Derisa, isolata dalla classe, tormentata per mesi con telefonate e messaggi e infine minacciata di morte: è la drammatica esperienza che una ragazza cagliaritana di 16 anni ha vissuto nei mesi scorsi a scuola prima di decidere di abbandonare gli studi. Claudia (non pubblichiamo il suo vero nome per tutelarne l’identità, essendo minorenne), capelli neri e look dark, ha frequentato per due anni, dal 2015, un istituto cagliaritano: ha sopportato per mesi le violenze verbali dei suoi compagni, ha subito isolamento, prese in giro e addirittura minacce e ha infine deciso di chiedere aiuto ai suoi genitori: insieme ne hanno parlato con il preside della scuola, con gli insegnanti e con gli stessi studenti. Nulla è cambiato, gli attacchi continuavano. Alla fine, lo scorso febbraio, ha presentato una denuncia in Questura che non ha avuto però nessuna conseguenza. Da qui la decisione di cambiare vita, lasciare l’istituto e proseguire la sua formazione con un corso regionale.
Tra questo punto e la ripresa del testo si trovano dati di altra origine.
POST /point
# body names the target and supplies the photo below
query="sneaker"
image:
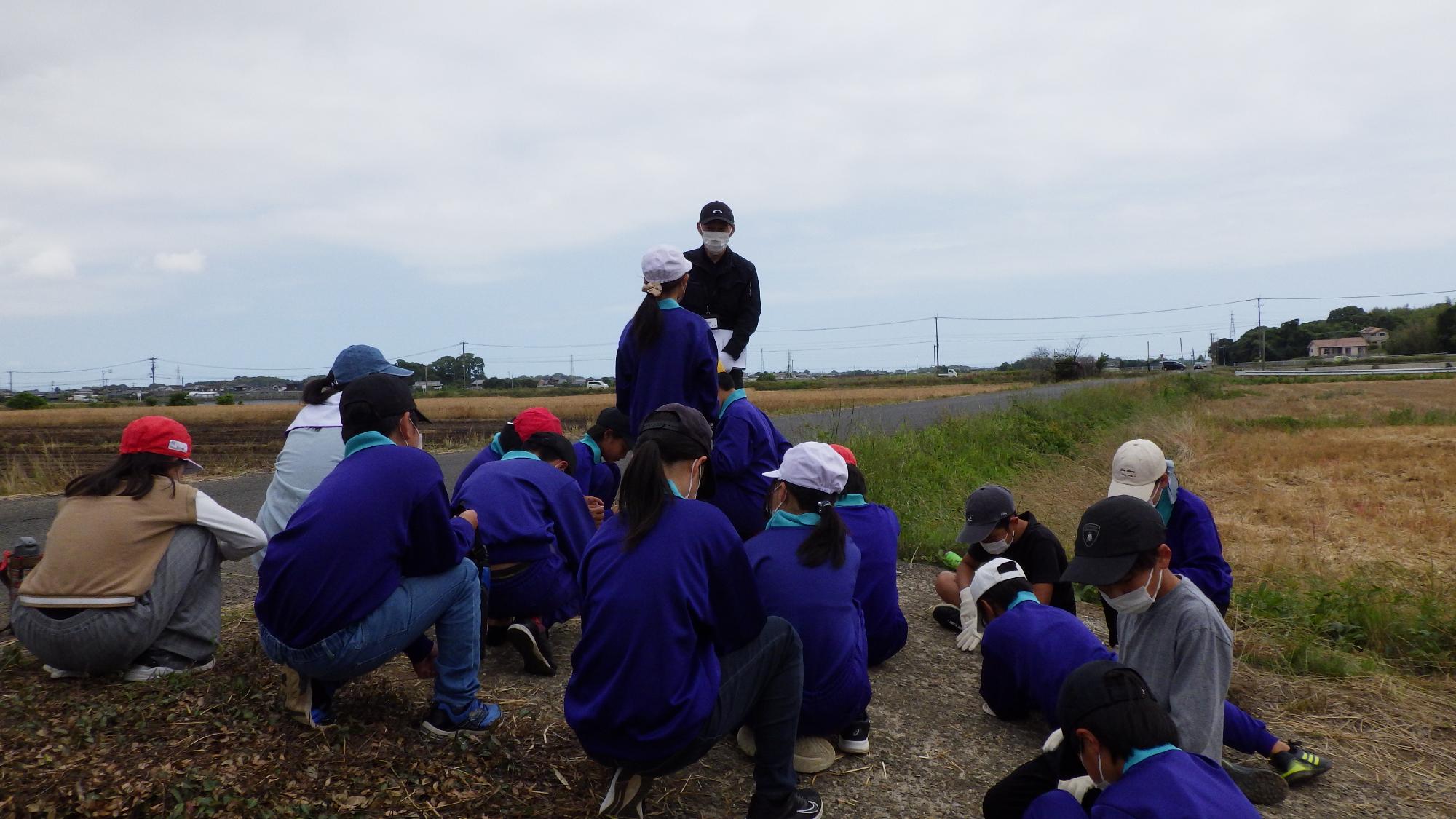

La storia di Claudia è diventata pubblica lunedì scorso alla Fiera di Cagliari durante il convegno “Condivido”, promosso dal Comitato Parole O_stili in collaborazione con la Regione Sardegna e l’Osservatorio socio-territoriale della comunicazione a cui erano invitati un centinaio di studenti della provincia di Cagliari: durante l’incontro Claudia ha chiesto di prendere la parola e per la prima volta ha raccontato  il suo dramma. Le abbiamo chiesto di riproporre quel racconto per i lettori di Sardinia Post.  Eccolo.

“Tutto è iniziato al primo anno della scuola superiore – ci ha raccontato – I miei compagni di classe hanno cominciato a prendermi in giro. Attaccavano soprattutto della situazione economica della mia famiglia, il mio modo di vestire, infine i miei orientamenti sessuali dato che non ho mai nascosto di essere bisex”. La ragazza si è vista sempre più isolata, mentre quasi tutta la classe si schierava contro di lei. Sono stati mesi terribili, con una situazione sempre più invivibile dentro scuola e fuori. “Poi sono iniziate le telefonate anonime, i messaggi sul telefono e sui social network: ‘devi morire – mi dicevano – perché non ti suicidi? qui non ci fai niente”. Il personale della scuola, il preside e gli insegnanti non sono riusciti a fermare i bulli: persino il padre della giovane ha parlato con i ragazzi ma nonostante ciò gli attacchi sono continuati.

“La situazione era davvero insopportabile e ho deciso di cambiare scuola: mi guardavo allo specchio e continuavo a dirmi che i miei compagni erano mossi solo da ignoranza, che il mio aspetto, i miei vestiti, i miei gusti erano quelli con cui mi sentivo a mio agio. Non era giusto che cambiassi io per gli altri. Ecco perché nonostante mi piacesse molto la scuola ho scelto di cambiare vita”. Ora Claudia ha nuovi amici e nuovi compagni di classe ma non dimentica quanto è successo: “Porto ancora i traumi di quelle violenze. L’unica cosa che posso consigliare a chi dovesse trovarsi in questa brutta situazione è parlarne con qualcuno, familiari o adulti: solo loro sanno come aiutarti. E poi essere se stessi, a prescindere da quello che dicono gli altri”.